Handgun Training Basics

A nuts and bolts look at self-defense training with a handgun.

How good do you have to be with a handgun, and what type should it be to defend yourself? Tough questions. Not everyone lives in Mayberry RFD or in an urban ghetto. Not everyone has the time or money, despite their interest, to practice regularly, let alone attend "gun school." The problem with self-defense is that we don't get to determine the nature of the threat, or the level of it; the bad guys do. Sure, I've read, as most of you probably have, of the many cases where the mere display of a firearm has been used effectively for self-defense without ever having to fire a shot (at least according to various and sundry reputable sources, that is). But, of course, this is of small comfort to someone who becomes an exception.

Private and convenient practice is often an option if a non-lethal arm is used. This is a shooting position that is seldom acceptable on live-fire ranges.

Deputy Sheriff Barney Fife, played by Don Knotts on "The Andy Griffith Show" in the 1960s, might have just had it right, what with carrying an empty revolver with but one round for it in his shirt pocket. On the other hand, for those living, working or traveling in high-crime areas (fill in your locale of choice here) the more and bigger guns the better.
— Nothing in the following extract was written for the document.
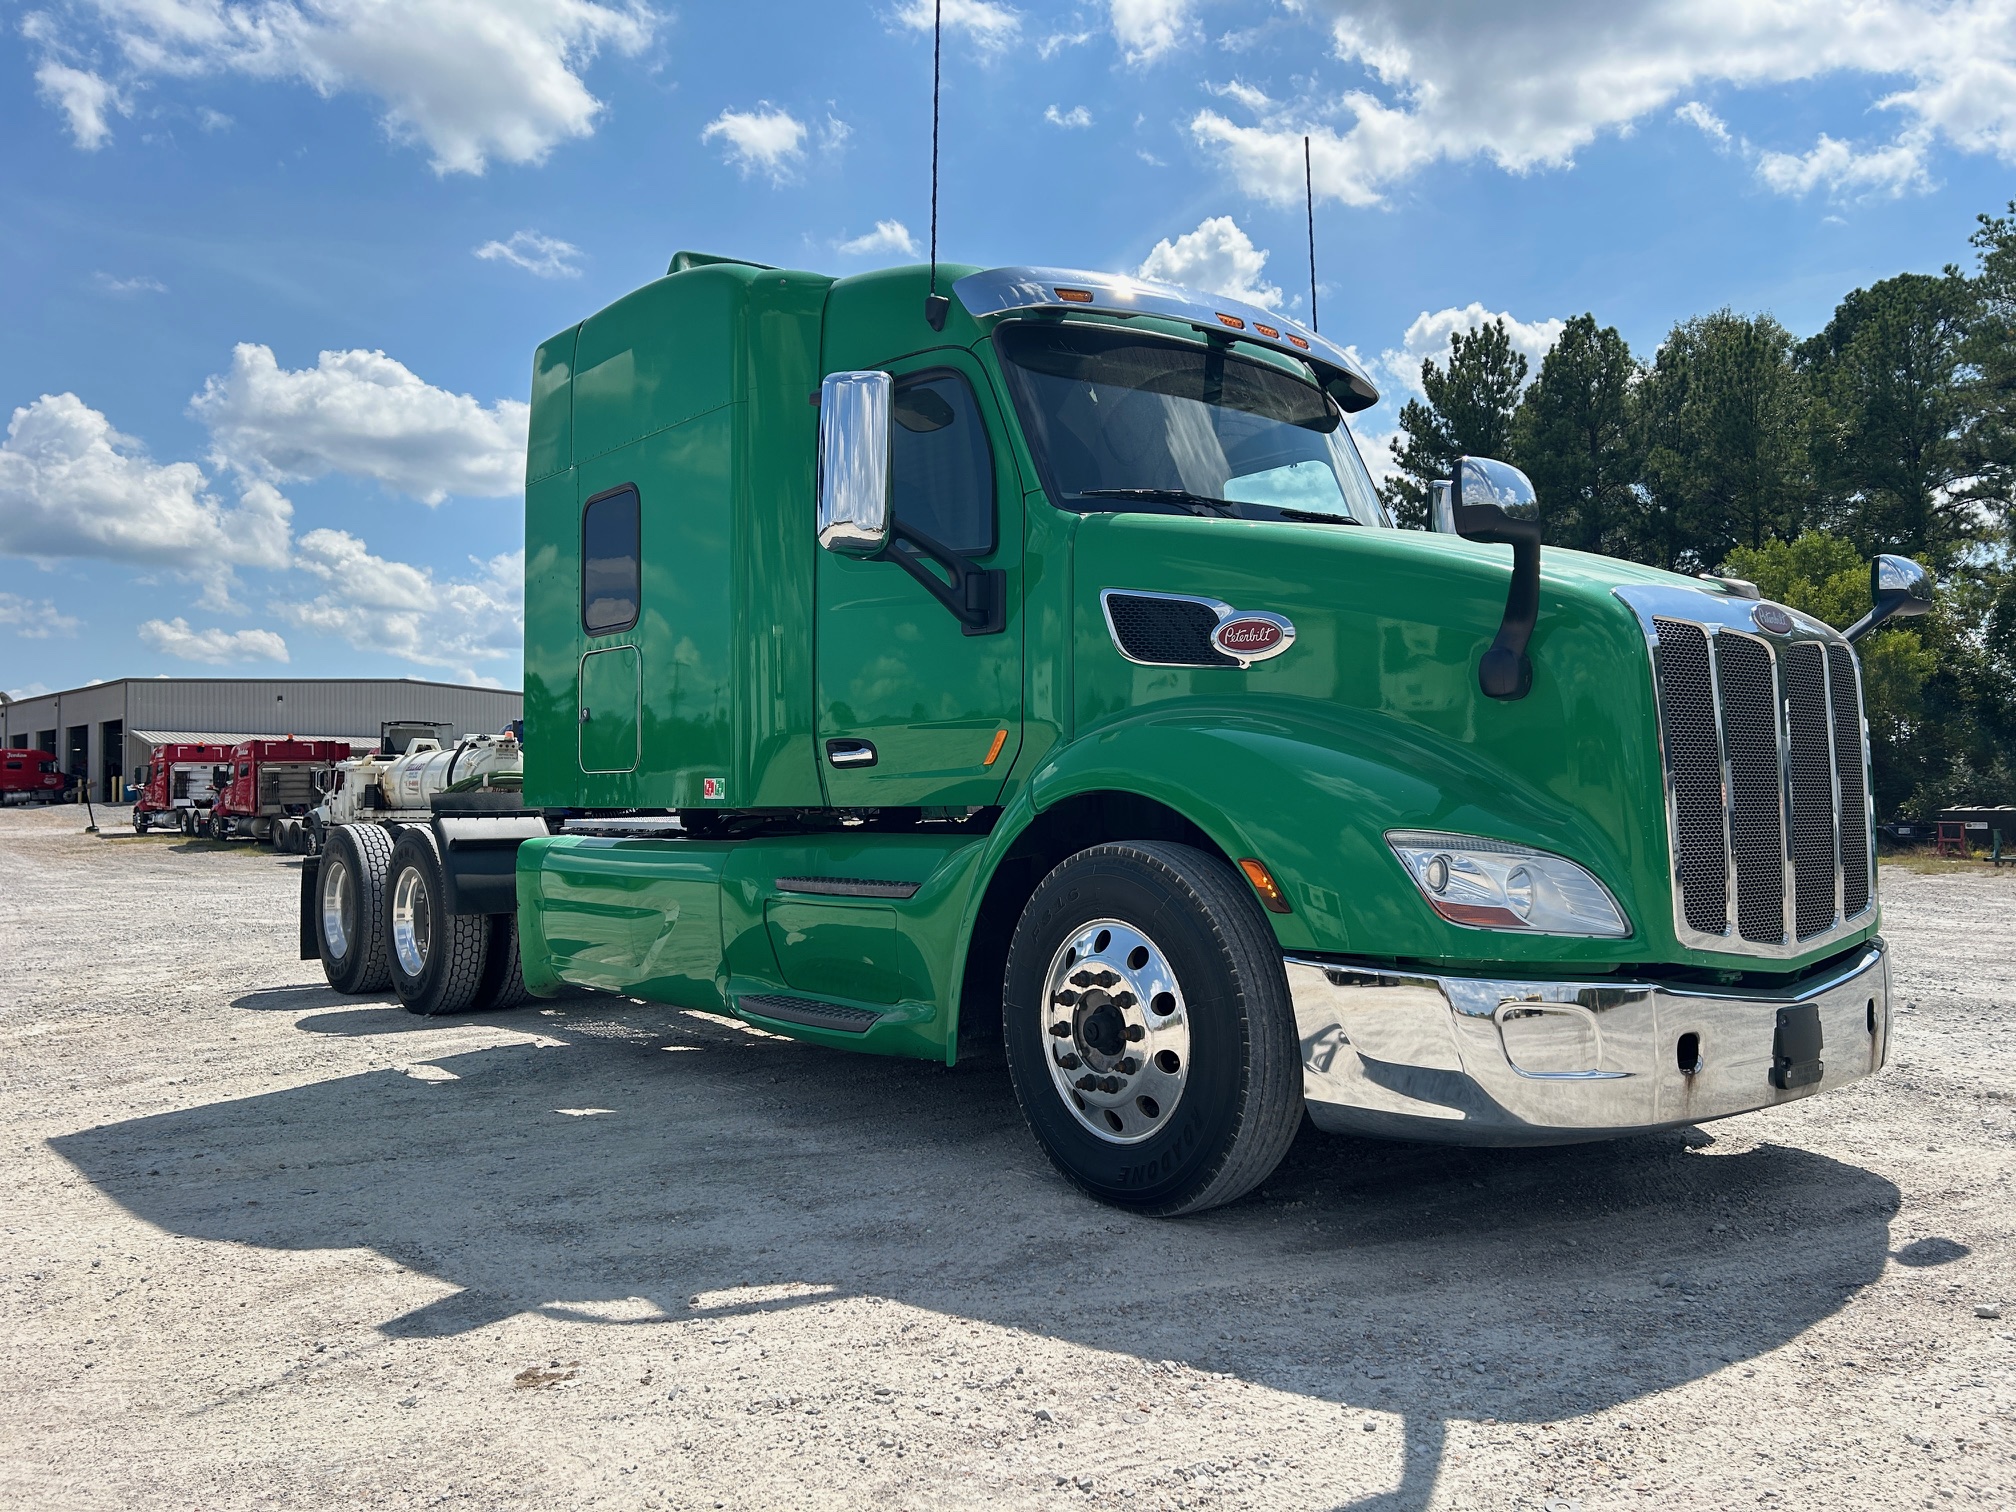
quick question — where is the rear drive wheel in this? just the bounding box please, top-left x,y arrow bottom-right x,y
1002,842 -> 1303,1217
385,827 -> 490,1016
475,914 -> 533,1011
318,823 -> 392,994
Regardless of circumstance, we can't begin to train without a base line, one from which we can then either stop or move on, gaining more skill. So let's get the tool to be used--the handgun--out of the way first. The handgun, regardless of action type--semiauto or revolver--must be as reliable as is mechanically possible and hold at least five rounds.


Semiautos have been the overwhelming gun of choice for the last 25 years or so, but the viewed-as-obsolete revolver continues to have much to offer. Not everyone--far from it, as a matter of fact--is into guns. A revolver is the perfect fit for the Dave Spaulding axiom "Simple is Good." The less you have to remember to do to get the gun into action, the better off you are in real-world applications.

Along with choosing the type of handgun goes choice of caliber. While bigger and more powerful should be the better choice, the reality is that any centerfire cartridge will do as long as one recognizes that as the caliber decreases, so does its thump at the receiving end of things. A .22 rimfire round is not acceptable, given any choice in the matter because this round simply does not have the level of reliability in handguns that is possessed by centerfire cartridges.


Once you get past choosing the gun and the cartridge, you must next learn to operate it reflexively, without conscious thought. Finally, you need to develop the skill to be able to place one or two hits where you want them to go out to a maximum distance of 10 feet.


The qualifier to this is that you should be able to do so using either hand and while in every conceivable body position, under any lighting conditions and regardless of the weather. It would also be very beneficial if you could learn to fire the gun with any finger and with any grip, good or bad. You may not be in any condition, due to the nature and intensity of the situation, to do any more than grab it and fire.

The distance--10 feet--isn't that far, but misses routinely happen here despite being up close and personal. Ask any top-rated Action Pistol competitor if he has missed a full-size cardboard target at this distance; the answer is always "yes" (me included, and on more than one occasion). As far as real-world work goes, folks miss each other all the time despite being muzzle-to-muzzle.

Start your practice, if permitted on your local range, at contact distance with your gun muzzle up to the target. (Cutting out the target's center helps a lot.) As you gain proficiency here, back up a few feet at a time.

Most ranges take a very dim view of shooting this close to the target, for all the right reasons. The bullet path this close may well track outside the confines of the backstop, and when your drill is viewed by those not knowledgeable or interested in defensive pistol work, they may see your actions as reckless and dangerous.

Speaking of dangerous, this close-up work can be, since much of it is one-handed and with the gun pulled back in close to your body. Don't rush things here, and make sure you don't get any of your parts in front of or alongside the gun muzzle. To put a keener edge on this, I suggest practicing with a partner who can observe and correct as necessary. And don't be in a hurry.

An excellent alternative to live fire is to use an Airsoft gun, ideally one that replicates your carry handgun. I wouldn't get too wrapped up in getting an exact copy of your defensive arm, though, as the point of these exercises is to develop the ability to use the gun reflexively, without conscious thought. Also, by using Airsoft guns, you're not limited to practicing on a live-fire range, with the accompanying travel time and range restrictions.

Now for the limits on your imagination and common sense. Obviously, it isn't too bright to wave look-alike guns around amongst the general population, such as practicing being mugged in the mall parking lot during business hours. You just might get shot by someone with a real gun.

Here I must add that if and when you do this sort of practice, you should remove any firearm and live ammunition from within reach. I know Airsoft guns won't chamber live rounds, but humor me. If there's no real gun or ammo, then no one will get shot. Doing otherwise creates a possibility that has, historically, resulted in serious or fatal injuries.

As I noted earlier, the point of your efforts is to become reflexive in using your handgun, able to get to it and use it to make good hits within 10 feet, regardless of body position and with either hand. This skill should cover about 90 percent of any real-world threats encountered by a non-sworn civilian.